What's missing from my sftp chroot setup?

I've followed a half-dozen different tutorials on setting up chroot for sftp users, but my jailed users can still browse up into parent directories. I suspect my permissions aren't set up correctly, because this is the part that varies the most between the tutorials. Here's what I've done so far:

1) I'm using CentOS 5.6, where the default OpenSSH is version 4.3, so I manually installed the latest 5.x version. Running sshd -v now returns OpenSSH_5.9p1, OpenSSL 0.9.8e-fips-rhel5.

2) I edited /etc/ssh/sshd_config to change Subsystem sftp to internal-sftp, and added:

Match user guest
ChrootDirectory %h
X11Forwarding no    
AllowTcpForwarding no
ForceCommand internal-sftp

3) Restarted sshd.

4) Created a user "guest" with home directory /var/www/uploads/guest.

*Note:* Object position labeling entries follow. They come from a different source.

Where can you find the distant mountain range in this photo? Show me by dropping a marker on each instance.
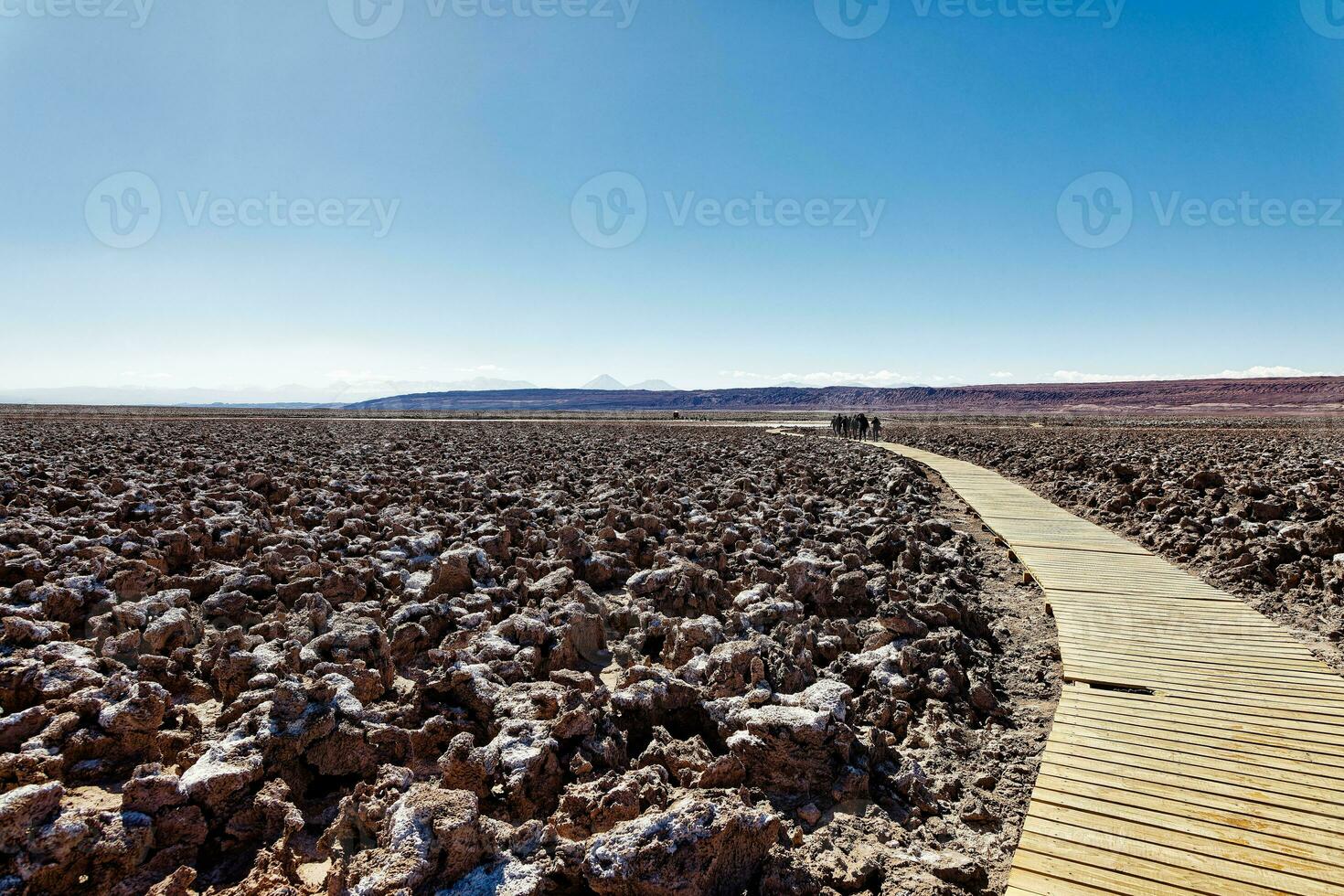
(335, 395)
(1321, 394)
(606, 382)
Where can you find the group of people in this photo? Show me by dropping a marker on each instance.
(857, 426)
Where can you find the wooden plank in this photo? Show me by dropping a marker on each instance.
(1129, 841)
(1124, 799)
(1226, 774)
(1100, 869)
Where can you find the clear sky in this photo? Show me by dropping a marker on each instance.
(883, 208)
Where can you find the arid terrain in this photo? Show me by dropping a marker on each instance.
(1254, 507)
(411, 657)
(1209, 397)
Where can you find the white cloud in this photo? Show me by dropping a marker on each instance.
(1257, 372)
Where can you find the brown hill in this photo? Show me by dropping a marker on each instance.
(1308, 394)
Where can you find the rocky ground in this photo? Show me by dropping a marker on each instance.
(1254, 507)
(379, 657)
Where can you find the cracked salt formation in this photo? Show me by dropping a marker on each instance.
(293, 656)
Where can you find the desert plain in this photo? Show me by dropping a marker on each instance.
(281, 655)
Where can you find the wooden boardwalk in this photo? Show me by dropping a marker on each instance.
(1198, 747)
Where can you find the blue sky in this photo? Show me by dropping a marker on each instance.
(963, 136)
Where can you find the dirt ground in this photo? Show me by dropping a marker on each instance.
(323, 656)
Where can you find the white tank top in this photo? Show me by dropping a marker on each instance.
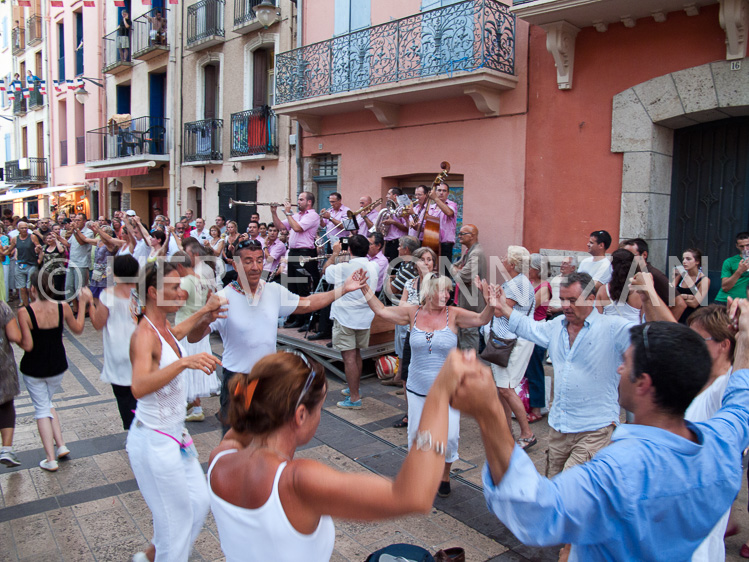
(164, 409)
(265, 533)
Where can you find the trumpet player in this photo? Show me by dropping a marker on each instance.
(366, 221)
(331, 218)
(397, 227)
(302, 227)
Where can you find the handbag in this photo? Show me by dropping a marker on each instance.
(498, 350)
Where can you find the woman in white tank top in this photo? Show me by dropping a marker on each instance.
(270, 506)
(162, 456)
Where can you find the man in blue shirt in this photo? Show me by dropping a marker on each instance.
(659, 488)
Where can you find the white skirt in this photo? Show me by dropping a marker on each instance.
(198, 383)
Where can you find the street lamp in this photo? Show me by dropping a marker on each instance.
(267, 13)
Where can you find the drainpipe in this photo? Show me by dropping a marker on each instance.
(299, 138)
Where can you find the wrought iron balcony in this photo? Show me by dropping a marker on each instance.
(202, 140)
(253, 132)
(205, 24)
(116, 59)
(34, 30)
(18, 40)
(143, 138)
(26, 170)
(245, 19)
(474, 37)
(149, 35)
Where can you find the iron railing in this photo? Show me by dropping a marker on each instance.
(149, 32)
(36, 99)
(243, 12)
(19, 104)
(137, 137)
(80, 150)
(253, 132)
(205, 19)
(18, 40)
(466, 36)
(34, 30)
(202, 140)
(113, 55)
(37, 170)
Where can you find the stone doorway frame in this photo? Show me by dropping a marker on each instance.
(642, 129)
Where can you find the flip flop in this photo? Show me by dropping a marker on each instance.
(527, 442)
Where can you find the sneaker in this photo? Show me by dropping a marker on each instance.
(9, 458)
(349, 404)
(48, 465)
(195, 417)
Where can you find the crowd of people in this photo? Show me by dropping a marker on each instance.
(619, 334)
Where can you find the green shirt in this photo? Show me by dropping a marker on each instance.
(739, 289)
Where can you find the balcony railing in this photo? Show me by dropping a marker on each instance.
(470, 35)
(205, 22)
(244, 13)
(203, 140)
(116, 59)
(26, 170)
(18, 40)
(34, 30)
(36, 99)
(19, 105)
(80, 150)
(149, 35)
(143, 136)
(253, 132)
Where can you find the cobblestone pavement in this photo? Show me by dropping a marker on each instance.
(91, 509)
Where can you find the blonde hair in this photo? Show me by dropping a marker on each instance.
(518, 257)
(432, 284)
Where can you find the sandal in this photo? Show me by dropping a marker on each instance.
(402, 423)
(527, 442)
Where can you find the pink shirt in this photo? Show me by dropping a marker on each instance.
(381, 262)
(394, 232)
(277, 250)
(363, 228)
(309, 221)
(338, 215)
(447, 224)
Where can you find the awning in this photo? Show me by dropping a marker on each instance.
(44, 191)
(138, 169)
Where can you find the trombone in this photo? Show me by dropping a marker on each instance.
(257, 203)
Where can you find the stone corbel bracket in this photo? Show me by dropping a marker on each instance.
(560, 42)
(734, 21)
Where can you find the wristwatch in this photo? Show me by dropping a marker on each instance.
(424, 442)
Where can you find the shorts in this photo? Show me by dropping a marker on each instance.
(41, 391)
(571, 449)
(346, 339)
(23, 275)
(510, 376)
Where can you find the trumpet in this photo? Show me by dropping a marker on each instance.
(258, 203)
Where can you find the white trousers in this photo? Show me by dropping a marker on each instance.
(174, 488)
(415, 407)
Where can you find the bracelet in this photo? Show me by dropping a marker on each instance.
(424, 442)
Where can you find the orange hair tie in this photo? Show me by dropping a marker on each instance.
(249, 392)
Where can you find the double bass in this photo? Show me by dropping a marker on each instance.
(430, 225)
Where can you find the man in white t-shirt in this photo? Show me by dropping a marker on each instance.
(598, 266)
(250, 326)
(351, 315)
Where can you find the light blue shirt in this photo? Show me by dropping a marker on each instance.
(649, 495)
(586, 384)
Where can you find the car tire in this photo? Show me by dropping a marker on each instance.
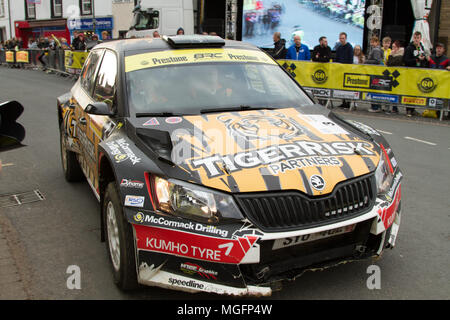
(70, 164)
(119, 240)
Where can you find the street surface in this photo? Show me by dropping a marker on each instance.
(45, 237)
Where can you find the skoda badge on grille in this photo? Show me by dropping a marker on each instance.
(317, 182)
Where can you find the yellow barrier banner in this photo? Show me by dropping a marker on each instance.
(414, 86)
(75, 59)
(22, 56)
(9, 56)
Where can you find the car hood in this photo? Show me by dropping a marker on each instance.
(264, 150)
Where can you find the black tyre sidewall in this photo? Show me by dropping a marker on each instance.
(126, 277)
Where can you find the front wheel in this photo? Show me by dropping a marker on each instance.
(119, 240)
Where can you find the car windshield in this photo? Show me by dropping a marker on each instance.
(195, 88)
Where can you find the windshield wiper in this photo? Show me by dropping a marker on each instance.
(240, 108)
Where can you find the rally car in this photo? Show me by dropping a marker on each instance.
(215, 171)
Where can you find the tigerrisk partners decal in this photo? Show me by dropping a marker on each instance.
(284, 157)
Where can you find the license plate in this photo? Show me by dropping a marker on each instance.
(293, 241)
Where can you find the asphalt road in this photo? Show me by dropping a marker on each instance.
(63, 230)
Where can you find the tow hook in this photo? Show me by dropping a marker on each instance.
(360, 250)
(262, 273)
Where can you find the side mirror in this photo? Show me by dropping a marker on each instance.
(99, 109)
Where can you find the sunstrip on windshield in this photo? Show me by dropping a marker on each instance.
(174, 57)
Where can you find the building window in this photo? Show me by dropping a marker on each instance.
(2, 8)
(56, 8)
(30, 9)
(86, 7)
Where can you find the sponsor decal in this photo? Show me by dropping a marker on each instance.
(436, 103)
(353, 80)
(352, 95)
(394, 162)
(380, 97)
(365, 81)
(174, 120)
(191, 268)
(192, 284)
(195, 246)
(127, 183)
(427, 84)
(121, 151)
(387, 214)
(319, 76)
(383, 83)
(134, 201)
(318, 92)
(323, 124)
(317, 182)
(298, 163)
(151, 122)
(175, 57)
(276, 126)
(279, 153)
(415, 101)
(88, 146)
(190, 226)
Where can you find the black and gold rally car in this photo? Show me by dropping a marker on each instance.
(216, 172)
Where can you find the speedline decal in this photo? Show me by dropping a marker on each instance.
(174, 57)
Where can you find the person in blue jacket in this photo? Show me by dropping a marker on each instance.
(298, 51)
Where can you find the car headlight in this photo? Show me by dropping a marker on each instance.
(383, 174)
(194, 202)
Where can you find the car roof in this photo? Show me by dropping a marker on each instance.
(138, 45)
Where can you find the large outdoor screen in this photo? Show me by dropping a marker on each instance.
(310, 19)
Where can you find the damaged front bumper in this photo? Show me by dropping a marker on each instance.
(239, 259)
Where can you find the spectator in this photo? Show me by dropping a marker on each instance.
(439, 60)
(395, 59)
(298, 51)
(386, 49)
(105, 35)
(376, 54)
(415, 56)
(79, 43)
(322, 52)
(344, 54)
(358, 55)
(375, 57)
(279, 51)
(64, 44)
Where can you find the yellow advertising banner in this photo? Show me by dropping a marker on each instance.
(75, 59)
(378, 83)
(9, 56)
(22, 56)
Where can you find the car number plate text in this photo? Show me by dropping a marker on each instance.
(292, 241)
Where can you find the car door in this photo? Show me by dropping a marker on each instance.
(82, 94)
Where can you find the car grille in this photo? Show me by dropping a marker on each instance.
(293, 210)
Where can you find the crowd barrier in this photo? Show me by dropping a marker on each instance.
(409, 87)
(65, 62)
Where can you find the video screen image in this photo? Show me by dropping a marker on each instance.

5) /var/www/uploads is owned by root:root with mode 755.

6) /var/www/uploads/guest is owned by guest:root with mode 755.

Using the Transmit sftp client on my Mac, I logged in with the guest user. It opens the user's home directory by default, but I can then navigate up the directory levels and browse other directories on the server.

Some tutorials say /var/www/uploads should have mode 700 or 750; if I do this, I can still log in as the guest user, but I see the server root directory by default and can browse all other directories.

Other tutorials say I should change the guest user's shell to /bin/false; if I do this, I can't log in as the guest user at all. Transmit says "The user name or password was not accepted by the server" and the command-line sftp client says "Connection closed" after I enter the password.

I think I've tried everything -- can someone see what's missing?

You got it! My new installation of sshd put the binary in the same place as before, but put the config file into /usr/etc instead of /etc/ssh, so I was editing a config file that was no longer used. Although /etc/ssh is the location referenced by all tutorials and by the man page, I couldn't find a config option that would use that location, so I just made my updates to the new config file and now things are working as expected.

By the way, I did need to set up the directories so that the user's home directory is inside the chroot directory. I had tried that earlier, but since the chroot wasn't enabled at all, it didn't seem to make a difference. I did not, however, need to change the user's shell since that is disabled automatically when chrooting, although I suppose it wouldn't hurt.

No idea, but certainly pretty easy to test. Glad you got it figured out. (The 'command' you're looking for was probably a --prefix= option on the configure command, I'd have to look it up for sure though)

Yes, I had tried several values for --prefix, but couldn't find a value that would put both the binaries and the config file into their original locations. I found one tutorial mentioning that the default location of sshd_config is different in newer versions, but the man pages still refer to /etc/ssh. I suppose I could post this as a separate question, but I'm satisfied with my current setup.

Not only must all parent directories be owned by root, but their group must also be root, for all directories in the path.